With such a patron as Biscop the monasteries never lacked any good thing. He brought back from the Continent the best matters of the period—books, pictures, relics, skilled mechanics, makers of stained glass, and choir-masters. He saw before him a land in which the monk was to be the conservator and promoter of learning. And in carrying out this purpose he did more than plant a monastery, for he planted and reared a man. We have the word of that historian whose life and death so nearly approach those of his favorite author, when we declare that “prose took its first shape in the Latin history of Baeda.” For John Henry Greene closed his history of the English people much as Bede ended his own career, weary with his labor and yet completing what he had begun.
That which lies before us is what Greene finely styles “the quiet grandeur of a life consecrated to knowledge.” It was no hoarding, avaricious, trilobite life to be fossilized for future ages in the dead strata of ecclesiastical records. Instead, it concerned itself with all learning; and though it perished in the blackness of a general ignorance, it is a source of light and force to-day.
But let us return to Bede’s brief points of change. While he was still a boy, the monastery was desolated by one of the great plagues which followed the Synod of Whitby, and every monk who knew how to sing in the choir, except the Abbot and Bede, were among the victims. Unaided these two struggled with the double task of teaching the others to sing and keeping up the monastic services in the mean time. The antiphons they had to abandon, but they struggled through the Psalms, often weeping and sobbing as they sang. At nineteen—six years before the usual age—he became a deacon; at thirty he was a priest; at fifty-nine he died. He acquired his Greek through the agency of Archbishop Theodore, who had come from Paul’s city of Tarsus in Cilicia. There were many in England who actually spoke in that tongue, owing to his encouragement of it. And Bede was no mean nor small factor in its diffusion, for he taught at Jarrow a school of six hundred monks, besides an uncounted number of strangers who sought his instruction. The genealogy of school masters is truly suggestive. From Bede to Alcuin, from Alcuin to Rabanus Maurus, from Rabanus and his liberal methods on to the times of Abelard and the free inquiry; so the torch of learning passes down the generations. And when we remember Alcuin’s commendation of Bede and Rabanus Maurus’s instruction by Alcuin, we cannot doubt the close connection of these three earliest names. Abelard really revived the bolder and broader style which had been opposed at first in the Abbey of Fulda.
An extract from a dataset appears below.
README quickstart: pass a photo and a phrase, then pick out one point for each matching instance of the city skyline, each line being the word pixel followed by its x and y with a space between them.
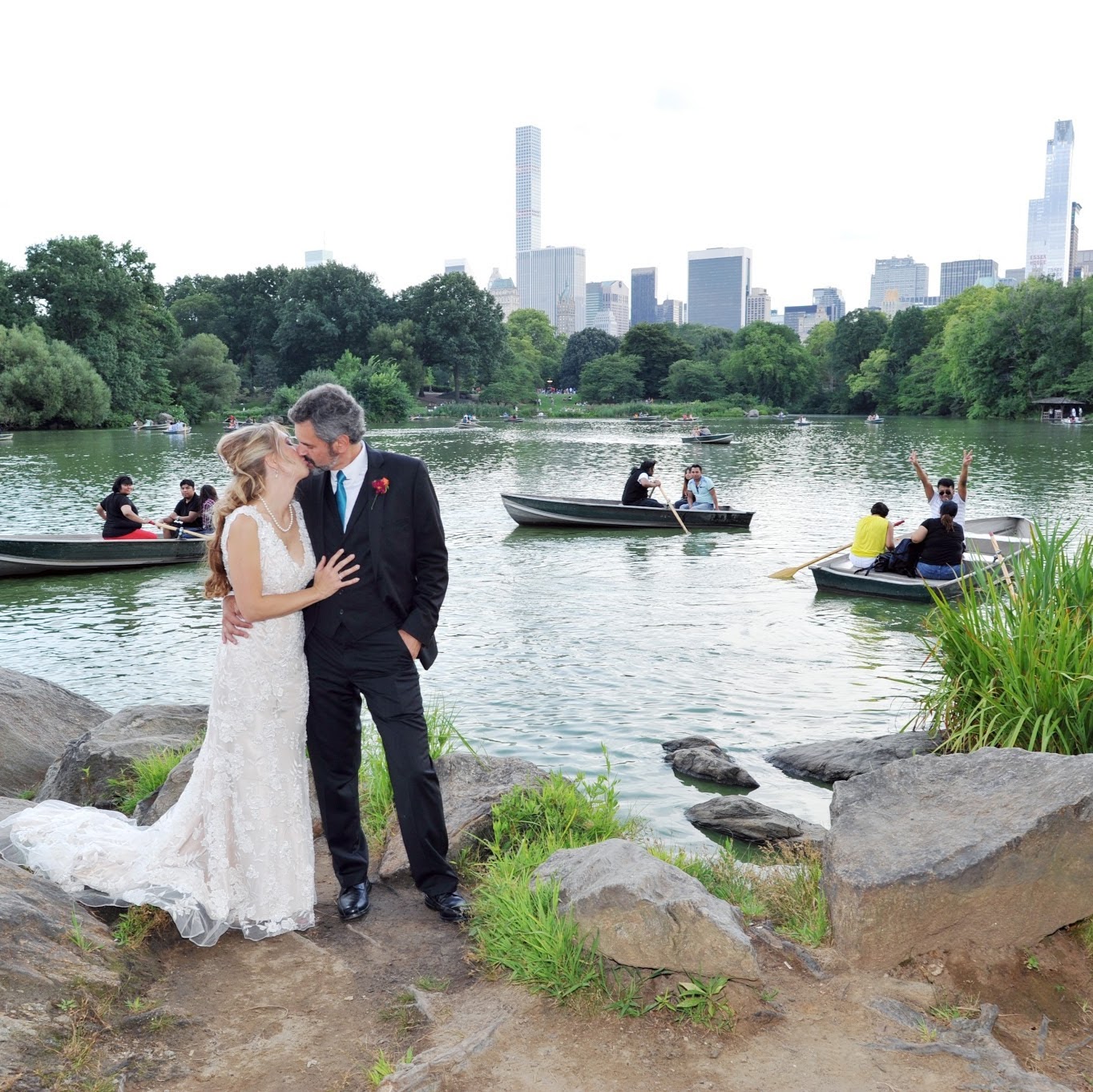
pixel 396 191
How the monk ever found time for his accomplishment of study and writing among his constant labors—his chanting and his teaching and his frequent preparation of homilies—it is indeed hard to discover. But he wore away the thin scabbard of the body by the keen edge of his sheathed and unsheathed mind, until he died before his days were truly done. How often must we lament the incredible monotony and weary routine of these noble lives! How much more, we say to ourselves, they could have achieved under better and freer conditions! But perhaps not. Perhaps this very constriction was a source of strength; and perhaps the severe stress which finally broke this noble student was, after all, the creator of his best powers and the director of his finest energy.
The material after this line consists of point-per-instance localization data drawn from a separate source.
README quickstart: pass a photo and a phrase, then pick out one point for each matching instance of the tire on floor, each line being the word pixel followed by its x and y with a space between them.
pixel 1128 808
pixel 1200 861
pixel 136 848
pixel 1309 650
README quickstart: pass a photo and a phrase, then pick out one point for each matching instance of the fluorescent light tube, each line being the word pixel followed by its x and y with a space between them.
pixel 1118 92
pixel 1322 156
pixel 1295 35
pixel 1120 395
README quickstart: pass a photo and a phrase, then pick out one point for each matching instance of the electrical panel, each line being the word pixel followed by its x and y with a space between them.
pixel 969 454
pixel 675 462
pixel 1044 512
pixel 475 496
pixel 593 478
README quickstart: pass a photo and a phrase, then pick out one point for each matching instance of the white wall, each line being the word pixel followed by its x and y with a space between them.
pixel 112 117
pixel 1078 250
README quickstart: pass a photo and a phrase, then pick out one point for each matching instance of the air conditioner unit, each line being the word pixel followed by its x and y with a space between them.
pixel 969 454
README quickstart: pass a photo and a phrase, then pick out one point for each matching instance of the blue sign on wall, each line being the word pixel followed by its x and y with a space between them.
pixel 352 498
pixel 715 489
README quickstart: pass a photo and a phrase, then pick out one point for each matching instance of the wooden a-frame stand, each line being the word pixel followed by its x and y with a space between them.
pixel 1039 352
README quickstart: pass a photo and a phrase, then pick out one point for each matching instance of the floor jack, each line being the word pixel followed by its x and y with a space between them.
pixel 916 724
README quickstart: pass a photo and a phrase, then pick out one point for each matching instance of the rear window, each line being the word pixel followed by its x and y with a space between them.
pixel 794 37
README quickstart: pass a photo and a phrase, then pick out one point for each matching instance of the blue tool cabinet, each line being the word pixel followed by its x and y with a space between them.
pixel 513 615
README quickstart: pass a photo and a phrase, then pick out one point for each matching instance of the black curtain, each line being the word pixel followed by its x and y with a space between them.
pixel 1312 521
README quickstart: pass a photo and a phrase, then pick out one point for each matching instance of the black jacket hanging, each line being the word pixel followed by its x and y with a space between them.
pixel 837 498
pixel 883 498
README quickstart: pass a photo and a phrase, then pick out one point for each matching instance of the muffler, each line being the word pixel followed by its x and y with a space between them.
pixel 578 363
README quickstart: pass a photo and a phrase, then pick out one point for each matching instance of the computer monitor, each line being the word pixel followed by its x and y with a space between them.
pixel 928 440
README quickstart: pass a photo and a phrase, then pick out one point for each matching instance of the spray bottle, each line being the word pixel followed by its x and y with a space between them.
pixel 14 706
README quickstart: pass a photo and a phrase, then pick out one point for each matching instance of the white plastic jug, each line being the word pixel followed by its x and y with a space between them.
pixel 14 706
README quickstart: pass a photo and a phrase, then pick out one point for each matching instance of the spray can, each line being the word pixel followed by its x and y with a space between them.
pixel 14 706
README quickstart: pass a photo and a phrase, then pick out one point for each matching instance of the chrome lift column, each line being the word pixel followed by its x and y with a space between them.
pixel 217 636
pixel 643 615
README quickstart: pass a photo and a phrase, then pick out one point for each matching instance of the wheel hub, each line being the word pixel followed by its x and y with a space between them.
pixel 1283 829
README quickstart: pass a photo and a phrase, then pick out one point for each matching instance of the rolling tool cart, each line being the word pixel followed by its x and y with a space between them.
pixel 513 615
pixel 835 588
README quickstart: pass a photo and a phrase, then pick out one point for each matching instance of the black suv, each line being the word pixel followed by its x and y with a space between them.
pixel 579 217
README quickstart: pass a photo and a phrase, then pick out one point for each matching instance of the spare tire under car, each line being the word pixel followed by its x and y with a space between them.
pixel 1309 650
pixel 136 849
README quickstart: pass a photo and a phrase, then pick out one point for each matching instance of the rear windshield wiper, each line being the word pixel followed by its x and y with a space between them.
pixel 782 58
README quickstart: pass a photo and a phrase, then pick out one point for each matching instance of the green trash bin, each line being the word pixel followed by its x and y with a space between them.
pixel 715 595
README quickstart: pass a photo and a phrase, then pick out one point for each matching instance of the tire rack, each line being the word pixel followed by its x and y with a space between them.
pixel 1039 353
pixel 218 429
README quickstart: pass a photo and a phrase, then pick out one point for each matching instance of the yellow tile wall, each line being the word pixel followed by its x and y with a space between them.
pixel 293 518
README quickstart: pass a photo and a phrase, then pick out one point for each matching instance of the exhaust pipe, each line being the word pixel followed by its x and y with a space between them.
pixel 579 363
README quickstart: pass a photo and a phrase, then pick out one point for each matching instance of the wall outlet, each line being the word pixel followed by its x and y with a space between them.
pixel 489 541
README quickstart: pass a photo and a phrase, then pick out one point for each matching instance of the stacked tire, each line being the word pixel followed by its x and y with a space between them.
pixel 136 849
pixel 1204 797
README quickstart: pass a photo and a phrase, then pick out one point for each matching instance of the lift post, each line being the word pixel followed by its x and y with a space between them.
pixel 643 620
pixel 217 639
Did he ever visit Rome? Monks from the Anglo-Saxon monasteries went on pilgrimage back and forth, but if he went with them neither he nor they have mentioned it. Yet there is a letter of Pope Sergius to Ceolfrid which hints at such a journey, and might easily furnish a ground for the opinion. On the whole, we must consider Bede as an unflickering light, burning itself away at Jarrow, but illuminating all England with its rays. It is not because of deficiency in acquirement that we deny these traditions. He knew all that was then current. His writings are an encyclopaedia of universal learning. Honorius of Autun says of him, scripsit infinita—he wrote incalculably much. Lanfranc cites his Ecclesiastical History of the English Nation. Alcuin compares him to the Younger Pliny, and quotes him with great delight as “Magister Beda.”
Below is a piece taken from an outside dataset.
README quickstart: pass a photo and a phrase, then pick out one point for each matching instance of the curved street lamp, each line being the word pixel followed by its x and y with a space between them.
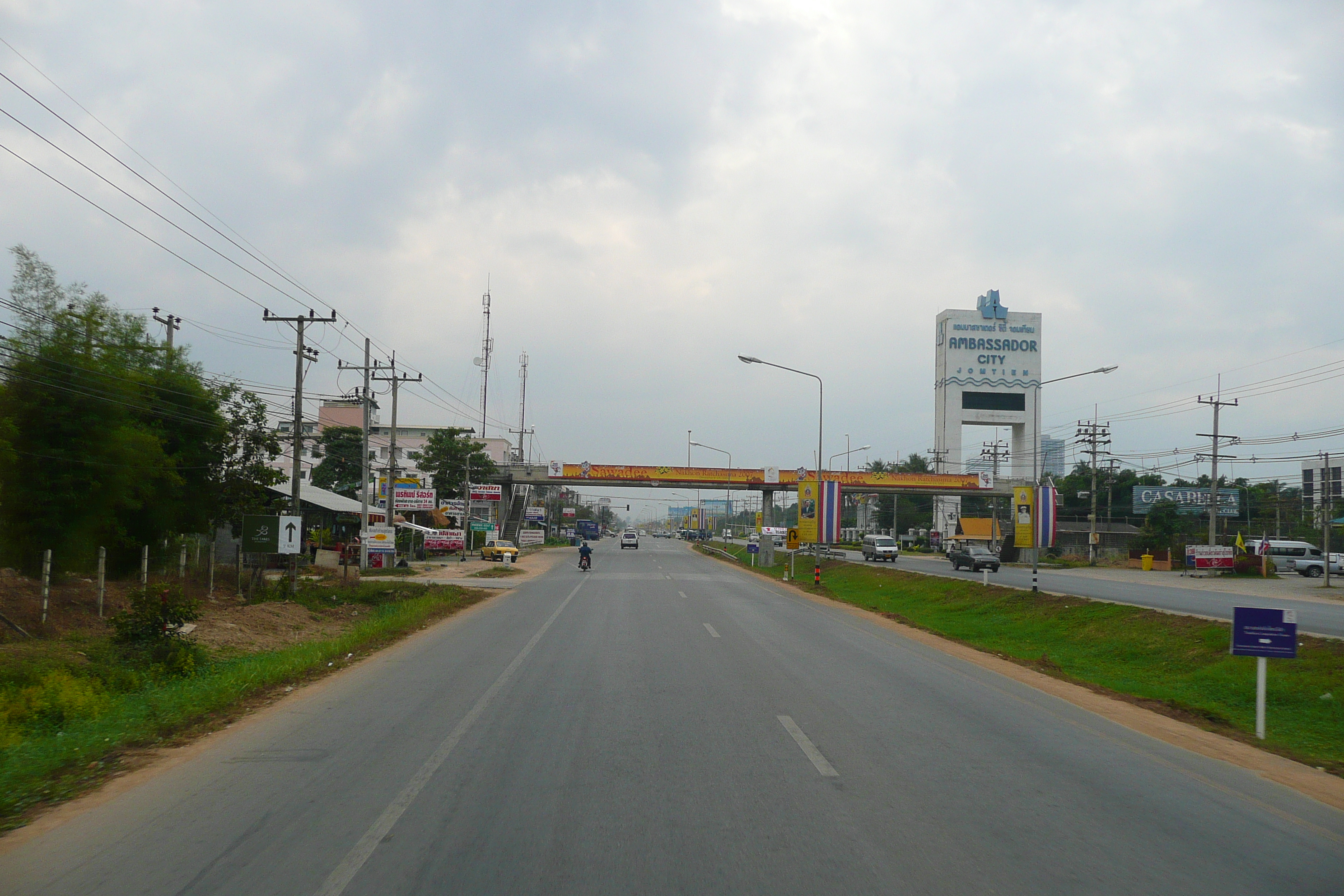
pixel 1035 469
pixel 749 359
The hymns ascribed to the Venerable Bede, on what appears to be good authority, are the following:
Adesto, Christe, vocibus, Apostolorum gloriam, Emitte, Christe, Spiritum, Hymnum canamus gloriae, Hymnum canentes martyrum, Illuxit alma seculis, Nunc Andreae sollemnia, Praecessor almus gratiae, Praecursor altus luminis, Primo Deus coeli globum, Salve tropaeum gloriae.
Also, but more doubtfully:
Apostolorum passio, Inter florigeras.